When we’re in the clouds why can’t we be on the cloud? Its cities may be among some of the best connected on the planet, but in the skies above Europe even sending an email comes with prohibitively high costs, if it’s possible at all. Meanwhile, most US domestic carriers offer in-flight WiFi for free. Why are European airlines so slow on the uptake?
Wi-Fi is available on a few planes in Europe, but it’s sporadic. Take British Airways; the flagship carrier manages to offer Wi-Fi as a trial on only one of its 747-400 aircraft, which plies the route between London City and New York JFK. From a fleet of over 260 planes, that’s alarmingly conservative. It’s aimed squarely at those on business on expenses. That’s obvious from the price; £8 for 1 hour, or £15 for 24 hours. The likes of Norwegian Air, Luftansa and Iberia offer similar packages run by companies like Row44, OnAir and GoGo. Most charge by the megabyte.
Your average punter isn’t going to pay charges like that, but why does Europe charge for Wi-Fi while in the US it’s free? It’s largely a question of technology. If you see Wi-Fi offered on a European flight, it’s a satellite service.
And that’s the problem. In the US, Alaska and Canada, there exists an Air to Ground (ATG) network, which uses cellular towers on the ground that together make up a huge continental network. Any plane fitted with a small antenna on the plane’s undercarriage can tap in to that connectivity. It’s cheap, it’s quick to install on a plane, but it’s slow. You can’t stream movies from Netflix, and even providing speeds fast enough for emailing and social media updates isn’t guaranteed. The service is free for everyone on board and it’s universal, but it’s not much good.
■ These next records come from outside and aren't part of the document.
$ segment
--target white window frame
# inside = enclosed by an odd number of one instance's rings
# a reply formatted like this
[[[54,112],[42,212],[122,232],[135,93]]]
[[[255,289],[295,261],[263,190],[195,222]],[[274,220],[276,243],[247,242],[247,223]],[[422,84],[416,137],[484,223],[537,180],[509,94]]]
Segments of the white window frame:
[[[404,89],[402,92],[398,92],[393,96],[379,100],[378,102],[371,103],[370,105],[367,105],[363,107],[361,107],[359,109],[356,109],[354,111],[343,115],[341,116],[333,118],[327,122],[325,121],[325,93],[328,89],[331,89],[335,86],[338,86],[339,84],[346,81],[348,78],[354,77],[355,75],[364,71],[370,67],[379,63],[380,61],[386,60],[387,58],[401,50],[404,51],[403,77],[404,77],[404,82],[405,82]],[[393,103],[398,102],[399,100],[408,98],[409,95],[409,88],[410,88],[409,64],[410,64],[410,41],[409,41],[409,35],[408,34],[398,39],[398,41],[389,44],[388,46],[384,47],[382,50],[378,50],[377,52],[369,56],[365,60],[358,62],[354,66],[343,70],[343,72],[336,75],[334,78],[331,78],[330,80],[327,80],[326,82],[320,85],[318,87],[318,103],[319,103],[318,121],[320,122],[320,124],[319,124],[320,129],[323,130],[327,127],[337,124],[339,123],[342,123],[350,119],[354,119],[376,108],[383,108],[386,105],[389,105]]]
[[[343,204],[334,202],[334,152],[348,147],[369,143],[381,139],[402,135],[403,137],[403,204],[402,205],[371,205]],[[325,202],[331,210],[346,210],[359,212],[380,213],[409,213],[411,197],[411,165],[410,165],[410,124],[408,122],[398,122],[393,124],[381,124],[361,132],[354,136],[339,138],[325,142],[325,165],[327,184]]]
Europe’s slow march towards in-flight Wi-Fi may turn out to be a wise decision after all. The continent hasn’t got, and never will have, an ATG network because of water. Imagine taking a plane from London to Frankfurt, but only being able to use Wi-Fi for the second half of the flight, or flying to the Canary Islands and having no connection at all save for an hour while you cross northern Spain and Portugal. ATG isn’t a good fit for Europe, which is why satellite connectivity is the only answer. It’s much more expensive and slower to install, with an antenna on the top of the plane that pans and rotates, but satellite offers much faster speeds than ATG.
So why has inflight Wi-Fi taken so long? Actually, it was the first technology on the scene. I recall using the internet a decade ago while on a flight from London to Tokyo. Sadly, the Boeing Connexion Wi-Fi service I used ceased operation shortly after. The reason? ‘Lack of interest’. With smartphone use now so high, that’s hard to fathom, but it’s true; back in 2005, Wi-Fi was thought of as geeky and strictly for tech-heads. It was also pretty terrible, which is partly why it was stopped. Even the geeks complained.
Times have changed; 86% of us take our own devices on flights according to inflight Wi-Fi provider GoGo. Meanwhile, the World Bank reports that there are now 773 million more flights in 2013 than in 2009. Since Boeing Connexion Wi-Fi disappeared, we’ve become so much more addicted to both smartphones and flying. Not surprisingly, Wi-Fi on planes is now in demand; GoGo reports that 80% of air travellers across Europe and the Middle East want to see Wi-Fi on their flights. It has a vested interest in saying that, of course, but it sounds about right.
There are naysayers who object to the spectre of the person sitting next to them using Skype to make calls for the duration if a long-haul flights. That would be excruciating, but most airlines with Wi-Fi – including BA – already ban the use of Skype and other VoIP services. If there’s anywhere left that needs connecting, it’s aircraft, and not just to help alleviate the boredom of 300 people. The disappearance of Malaysian Airlines flight MH370 last year shocked many frequent flyers by revealing that aircraft are not in constant communication with air traffic control, or anyone else.
For those of us who think of Wi-Fi as a basic utility, inflight Wi-Fi can’t come quick enough. The good news is that it will get both faster, cheaper and more prevalent over the next five years. By 2020 at the latest those flying off for a digital detox will have to wait until they get to their destination.